Failed to renew device certificate. Application Error occurred. Please contact support!

• device_certgen.log (tail follow yes mp-log device_certgen.log))report similar error

device_certgen INFO Generated pkey and CSR
device_certgen ERROR Certificate fetch request failed : Application Error occurred. Please contact support!

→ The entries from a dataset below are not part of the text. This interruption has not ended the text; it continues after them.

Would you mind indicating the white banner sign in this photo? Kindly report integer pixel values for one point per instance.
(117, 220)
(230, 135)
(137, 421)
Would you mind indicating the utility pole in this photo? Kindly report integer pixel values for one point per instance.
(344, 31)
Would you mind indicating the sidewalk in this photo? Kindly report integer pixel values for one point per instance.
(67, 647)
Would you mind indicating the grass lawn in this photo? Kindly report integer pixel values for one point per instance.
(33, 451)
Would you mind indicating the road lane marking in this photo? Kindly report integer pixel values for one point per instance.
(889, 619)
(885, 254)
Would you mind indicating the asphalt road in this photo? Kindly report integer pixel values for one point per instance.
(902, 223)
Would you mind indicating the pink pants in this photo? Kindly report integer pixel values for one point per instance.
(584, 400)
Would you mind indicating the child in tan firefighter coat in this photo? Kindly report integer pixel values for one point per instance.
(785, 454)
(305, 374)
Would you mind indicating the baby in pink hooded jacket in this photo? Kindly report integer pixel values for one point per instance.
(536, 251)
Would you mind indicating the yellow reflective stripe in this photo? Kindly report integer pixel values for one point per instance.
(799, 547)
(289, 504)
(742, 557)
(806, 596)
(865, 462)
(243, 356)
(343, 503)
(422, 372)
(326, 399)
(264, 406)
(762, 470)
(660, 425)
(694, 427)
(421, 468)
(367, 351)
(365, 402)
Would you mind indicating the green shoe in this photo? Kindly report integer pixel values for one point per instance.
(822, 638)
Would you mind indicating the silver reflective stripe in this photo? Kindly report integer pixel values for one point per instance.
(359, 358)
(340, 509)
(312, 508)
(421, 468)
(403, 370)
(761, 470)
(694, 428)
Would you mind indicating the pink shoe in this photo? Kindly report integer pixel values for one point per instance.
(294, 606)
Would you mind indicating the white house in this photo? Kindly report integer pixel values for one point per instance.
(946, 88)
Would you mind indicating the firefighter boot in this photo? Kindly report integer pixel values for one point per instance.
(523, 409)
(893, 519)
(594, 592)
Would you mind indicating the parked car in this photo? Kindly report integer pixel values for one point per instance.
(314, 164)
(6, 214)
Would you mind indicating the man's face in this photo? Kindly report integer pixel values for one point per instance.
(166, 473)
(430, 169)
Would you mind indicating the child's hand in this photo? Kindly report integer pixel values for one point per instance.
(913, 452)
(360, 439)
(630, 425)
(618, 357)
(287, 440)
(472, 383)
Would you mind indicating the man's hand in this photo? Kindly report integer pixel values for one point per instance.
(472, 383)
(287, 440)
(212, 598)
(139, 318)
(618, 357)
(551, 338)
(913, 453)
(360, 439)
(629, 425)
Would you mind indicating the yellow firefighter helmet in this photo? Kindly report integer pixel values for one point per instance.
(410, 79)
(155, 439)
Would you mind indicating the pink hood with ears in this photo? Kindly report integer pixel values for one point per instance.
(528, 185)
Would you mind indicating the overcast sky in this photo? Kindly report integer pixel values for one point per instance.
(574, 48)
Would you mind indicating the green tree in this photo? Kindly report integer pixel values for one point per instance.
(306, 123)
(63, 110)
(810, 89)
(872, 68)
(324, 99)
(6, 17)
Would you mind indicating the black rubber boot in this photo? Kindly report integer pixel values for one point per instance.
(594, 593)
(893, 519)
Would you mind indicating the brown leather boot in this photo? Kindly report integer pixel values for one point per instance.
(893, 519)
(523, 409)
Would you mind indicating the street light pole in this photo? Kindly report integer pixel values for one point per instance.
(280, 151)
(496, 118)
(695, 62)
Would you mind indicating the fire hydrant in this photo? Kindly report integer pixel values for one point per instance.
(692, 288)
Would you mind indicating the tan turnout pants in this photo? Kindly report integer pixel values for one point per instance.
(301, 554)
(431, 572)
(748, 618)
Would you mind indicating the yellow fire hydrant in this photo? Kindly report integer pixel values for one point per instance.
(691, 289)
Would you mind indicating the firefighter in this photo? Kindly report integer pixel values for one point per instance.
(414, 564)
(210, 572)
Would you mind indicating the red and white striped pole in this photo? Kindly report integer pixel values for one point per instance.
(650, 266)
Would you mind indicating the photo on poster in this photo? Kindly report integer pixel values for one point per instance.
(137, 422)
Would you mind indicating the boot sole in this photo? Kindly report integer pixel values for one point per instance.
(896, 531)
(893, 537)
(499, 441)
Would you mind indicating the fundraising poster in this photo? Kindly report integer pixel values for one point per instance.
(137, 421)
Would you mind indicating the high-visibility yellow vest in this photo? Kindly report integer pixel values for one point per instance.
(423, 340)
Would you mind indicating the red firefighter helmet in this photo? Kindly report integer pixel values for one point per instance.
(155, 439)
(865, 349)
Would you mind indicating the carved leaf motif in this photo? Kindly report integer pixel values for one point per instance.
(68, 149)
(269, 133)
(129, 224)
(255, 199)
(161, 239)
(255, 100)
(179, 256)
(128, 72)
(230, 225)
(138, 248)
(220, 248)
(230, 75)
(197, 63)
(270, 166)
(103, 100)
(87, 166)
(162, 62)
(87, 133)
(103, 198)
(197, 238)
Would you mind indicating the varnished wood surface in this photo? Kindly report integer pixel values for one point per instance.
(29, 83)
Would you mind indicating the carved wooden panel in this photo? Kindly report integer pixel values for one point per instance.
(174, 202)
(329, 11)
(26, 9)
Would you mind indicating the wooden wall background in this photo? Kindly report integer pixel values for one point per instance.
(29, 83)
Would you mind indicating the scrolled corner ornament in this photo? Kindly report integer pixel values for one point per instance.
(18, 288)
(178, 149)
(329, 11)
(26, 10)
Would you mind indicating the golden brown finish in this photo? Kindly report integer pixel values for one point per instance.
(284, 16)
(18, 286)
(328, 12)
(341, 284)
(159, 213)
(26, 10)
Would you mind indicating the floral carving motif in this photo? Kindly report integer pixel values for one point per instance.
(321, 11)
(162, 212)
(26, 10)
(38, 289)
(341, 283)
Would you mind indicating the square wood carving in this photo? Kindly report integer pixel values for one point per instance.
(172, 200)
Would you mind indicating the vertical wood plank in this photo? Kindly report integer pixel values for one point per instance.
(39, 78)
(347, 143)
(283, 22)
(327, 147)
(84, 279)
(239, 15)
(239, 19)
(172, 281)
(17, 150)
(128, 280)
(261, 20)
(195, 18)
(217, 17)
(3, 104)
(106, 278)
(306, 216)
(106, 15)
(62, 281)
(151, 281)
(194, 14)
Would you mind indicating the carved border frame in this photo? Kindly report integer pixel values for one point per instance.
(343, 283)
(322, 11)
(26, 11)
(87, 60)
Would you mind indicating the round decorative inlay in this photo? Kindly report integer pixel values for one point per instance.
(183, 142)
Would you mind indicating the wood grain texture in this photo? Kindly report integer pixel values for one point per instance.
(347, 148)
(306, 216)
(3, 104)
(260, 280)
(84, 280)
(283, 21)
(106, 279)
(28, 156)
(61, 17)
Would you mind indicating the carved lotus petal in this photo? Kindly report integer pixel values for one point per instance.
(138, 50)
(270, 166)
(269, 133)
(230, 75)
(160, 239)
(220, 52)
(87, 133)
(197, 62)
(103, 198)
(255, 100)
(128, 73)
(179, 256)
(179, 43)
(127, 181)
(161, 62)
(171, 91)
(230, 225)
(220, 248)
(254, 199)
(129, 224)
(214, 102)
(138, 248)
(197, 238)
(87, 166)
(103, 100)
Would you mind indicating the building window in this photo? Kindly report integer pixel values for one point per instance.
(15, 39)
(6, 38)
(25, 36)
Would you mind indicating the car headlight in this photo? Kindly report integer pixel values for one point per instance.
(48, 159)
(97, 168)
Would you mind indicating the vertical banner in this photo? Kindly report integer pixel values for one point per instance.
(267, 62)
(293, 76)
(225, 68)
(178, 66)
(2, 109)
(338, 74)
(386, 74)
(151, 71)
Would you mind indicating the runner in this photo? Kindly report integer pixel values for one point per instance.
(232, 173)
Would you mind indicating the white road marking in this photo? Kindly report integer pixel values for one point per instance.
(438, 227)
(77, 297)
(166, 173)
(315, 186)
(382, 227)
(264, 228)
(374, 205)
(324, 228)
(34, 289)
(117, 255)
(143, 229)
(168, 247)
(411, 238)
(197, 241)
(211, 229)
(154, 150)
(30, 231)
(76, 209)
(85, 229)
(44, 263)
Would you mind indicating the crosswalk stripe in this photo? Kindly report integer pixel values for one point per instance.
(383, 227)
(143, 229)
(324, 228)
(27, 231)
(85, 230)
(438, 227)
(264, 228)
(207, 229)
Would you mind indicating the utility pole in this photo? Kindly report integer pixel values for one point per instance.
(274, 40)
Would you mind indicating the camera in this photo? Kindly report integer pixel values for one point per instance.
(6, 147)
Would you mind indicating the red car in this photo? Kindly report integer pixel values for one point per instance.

• Palo Alto Firewalls or Panorama
• Supported PAN-OS
• Device Certificate

1. Manually fetch the certificate from the CLI using CLI command "request certificate fetch"
2. If the manual fetch fails, then install the certificate again 
   1. Log in to the Customer Support Portal.
   2. Select Products > and click on Device Certificates
   3. Click on "Generate OTP".
   4. For the Device Type, select Generate OTP for Next-Gen Firewalls.
   5. Select your PAN-OS Device serial number.
   6. Generate OTP and copy the OTP.
   7. Log in to your next-generation firewall as an admin user.
   8. Select Device > Setup > Management > Device Certificate and Get certificate.
   9. Paste the One-time Password you generated and click OK.
   10. Your next-generation firewall successfully retrieves and installs the certificate.